Hints on LLIR operations are derived from origin FX nodes on demand via a
getter method (get_op_hints).
Named tensor dimensions are specified only on input tensors. To use these
names for optimization throughout the PyTorch graph, they must be propagated
to intermediate tensors produced by operations. This requires propagating
dimension name metadata through the Inductor intermediate representation.
This is implemented by the propagate_named_dims pass.
In most cases, tracking dimension names through operations is straightforward. The primary complexity comes from handling views, particularly views that split or combine dimensions, as shown in Example 2.
The current implementation assumes that when a view splits a dimension, the
input tensor’s corresponding dimension already contains the necessary number
of dimension names with compatible sizes (for example, ["M", "K"] in
Example 2). Named dimensions are propagated through intermediate tensors
and aligned to tensor dimensions using stride-based analysis, ensuring
correctness under view transformations.
More automated dimension naming is planned. In the current implementation, if an input dimension is unnamed, or if a view transformation is inconsistent with the user-provided dimension names, a warning is emitted and propagation continues with partial or inferred information.

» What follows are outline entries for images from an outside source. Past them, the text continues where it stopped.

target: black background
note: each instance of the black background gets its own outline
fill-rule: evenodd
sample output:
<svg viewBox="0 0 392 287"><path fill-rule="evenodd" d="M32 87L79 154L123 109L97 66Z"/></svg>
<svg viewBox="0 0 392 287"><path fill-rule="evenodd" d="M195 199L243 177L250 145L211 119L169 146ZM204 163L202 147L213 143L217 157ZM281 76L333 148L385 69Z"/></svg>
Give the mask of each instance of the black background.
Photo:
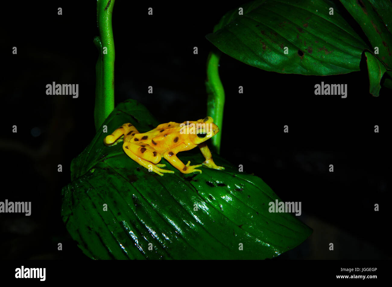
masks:
<svg viewBox="0 0 392 287"><path fill-rule="evenodd" d="M241 4L117 0L116 104L136 99L162 123L204 117L206 63L213 48L205 36ZM71 160L95 133L96 1L15 2L3 14L0 201L31 201L32 212L0 214L0 258L88 260L61 220L60 191L70 181ZM226 55L220 64L226 94L221 154L261 178L283 201L301 202L299 218L314 230L277 260L390 259L390 91L371 96L363 65L361 71L316 76L267 72ZM347 98L315 96L321 81L347 84ZM79 97L47 95L53 82L79 84Z"/></svg>

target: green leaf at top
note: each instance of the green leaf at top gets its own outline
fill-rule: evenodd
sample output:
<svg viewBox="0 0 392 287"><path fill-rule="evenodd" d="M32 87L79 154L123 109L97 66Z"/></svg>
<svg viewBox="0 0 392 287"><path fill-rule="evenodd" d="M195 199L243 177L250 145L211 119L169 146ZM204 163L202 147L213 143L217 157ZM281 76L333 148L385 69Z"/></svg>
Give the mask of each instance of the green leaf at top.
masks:
<svg viewBox="0 0 392 287"><path fill-rule="evenodd" d="M383 22L390 22L391 0L383 0L377 3L371 1L376 4L374 6L368 0L340 1L361 26L372 45L370 51L374 52L375 47L377 47L378 54L376 56L385 64L387 68L392 69L392 34L390 28L387 29L386 23Z"/></svg>
<svg viewBox="0 0 392 287"><path fill-rule="evenodd" d="M229 56L280 73L326 75L359 70L361 54L368 47L331 2L256 0L240 7L243 15L238 9L229 12L206 36Z"/></svg>
<svg viewBox="0 0 392 287"><path fill-rule="evenodd" d="M103 125L110 133L128 122L141 132L158 124L131 100ZM162 160L175 173L160 176L129 158L121 144L105 146L107 134L98 132L73 161L72 182L62 191L63 220L91 258L262 259L295 247L312 233L291 214L270 213L269 203L281 201L276 194L216 155L225 171L203 167L201 174L184 174ZM179 157L201 162L196 150Z"/></svg>
<svg viewBox="0 0 392 287"><path fill-rule="evenodd" d="M369 91L373 96L378 96L381 89L380 82L384 73L387 71L387 69L372 53L365 51L365 56L369 74Z"/></svg>

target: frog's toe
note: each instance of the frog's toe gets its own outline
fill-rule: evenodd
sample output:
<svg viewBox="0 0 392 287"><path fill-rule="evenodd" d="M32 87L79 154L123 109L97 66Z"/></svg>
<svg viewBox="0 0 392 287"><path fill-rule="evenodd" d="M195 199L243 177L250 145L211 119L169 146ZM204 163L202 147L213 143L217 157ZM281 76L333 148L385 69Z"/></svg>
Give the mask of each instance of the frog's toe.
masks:
<svg viewBox="0 0 392 287"><path fill-rule="evenodd" d="M203 162L202 163L203 165L205 165L207 167L209 167L210 169L218 169L219 170L223 170L225 169L225 168L223 166L219 166L219 165L217 165L215 164L214 162L212 161L209 161L208 162L205 161Z"/></svg>
<svg viewBox="0 0 392 287"><path fill-rule="evenodd" d="M165 164L156 164L156 165L149 165L149 170L151 171L153 171L155 173L159 174L161 176L163 175L163 173L174 173L174 171L170 171L168 169L160 169L159 167L163 167L162 166L163 165L165 166Z"/></svg>

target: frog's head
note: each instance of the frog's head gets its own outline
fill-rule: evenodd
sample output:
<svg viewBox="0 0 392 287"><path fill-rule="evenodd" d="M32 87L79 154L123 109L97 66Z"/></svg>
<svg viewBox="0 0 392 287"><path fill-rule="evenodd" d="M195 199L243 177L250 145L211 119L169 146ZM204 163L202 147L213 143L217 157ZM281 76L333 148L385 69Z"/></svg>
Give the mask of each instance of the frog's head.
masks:
<svg viewBox="0 0 392 287"><path fill-rule="evenodd" d="M219 128L214 123L211 116L200 119L196 122L196 134L193 142L198 145L205 142L219 132Z"/></svg>

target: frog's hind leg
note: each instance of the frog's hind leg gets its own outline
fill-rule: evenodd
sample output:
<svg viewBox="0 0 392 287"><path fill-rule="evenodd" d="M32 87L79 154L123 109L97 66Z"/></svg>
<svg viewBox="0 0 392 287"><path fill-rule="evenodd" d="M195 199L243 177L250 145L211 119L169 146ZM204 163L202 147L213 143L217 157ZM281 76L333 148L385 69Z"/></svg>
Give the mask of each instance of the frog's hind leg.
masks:
<svg viewBox="0 0 392 287"><path fill-rule="evenodd" d="M139 163L142 166L144 167L147 169L153 171L159 174L160 176L163 175L163 173L174 173L173 171L169 171L167 169L163 169L160 167L163 167L165 166L164 164L156 164L151 162L142 158L141 156L146 157L148 156L149 158L149 155L148 154L150 151L144 147L142 147L139 144L136 144L129 142L124 141L123 144L123 149L128 156L133 160L134 161ZM145 153L145 154L142 154ZM155 162L159 162L161 160L161 156L160 154L154 154L153 152L151 153L151 155L153 157L151 158L151 160L154 160ZM159 160L158 159L159 159Z"/></svg>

The pass runs in CustomPreSchedulingPasses, after tensor layouts have been
finalized and before work-division and scratchpad planning consume the
resulting iteration spaces. The slot is rigid: layouts must be settled
before tiling decisions can refer to them, and work-division must see the
post-tiling iteration space.
WSR-specific stages (highlighted) sit between Inductor lowering and work-division/scratchpad planning. AOT pre/post passes preserve hint metadata across retracing.
Transformation
The annotated IR is transformed into a tiled loop nest by the
coarse-tiling pass. Each contiguous run of operations sharing the same
tiling decision is rewritten with reduced per-iteration ranges, wrapped in a
counted loop, and emitted as nested LoopSpec structures that the SuperDSC
codegen lowers to hardware MLIR (scf.for + affine.apply +
sdsc_execute).
The reduction in working set is what makes intermediates fit in LX scratchpad: an intermediate buffer that is produced and consumed inside the same loop iteration never needs an HBM allocation.
For y = a + b; z = y * c: without WSR, the intermediate y is full-size
and spills to HBM. With WSR, each tile of y lives in LX scratchpad for the
duration of one iteration and is consumed immediately by the next op.
The full mechanics — how loop identity is carried through Inductor’s
flat-list pipeline, how the loop perimeter prevents cross-group fusion, how
buffers crossing the loop boundary are classified — are documented in
coarse_tiling_loops.md. The design rationale
for those mechanics is in RFC #16: Coarse
Tiling.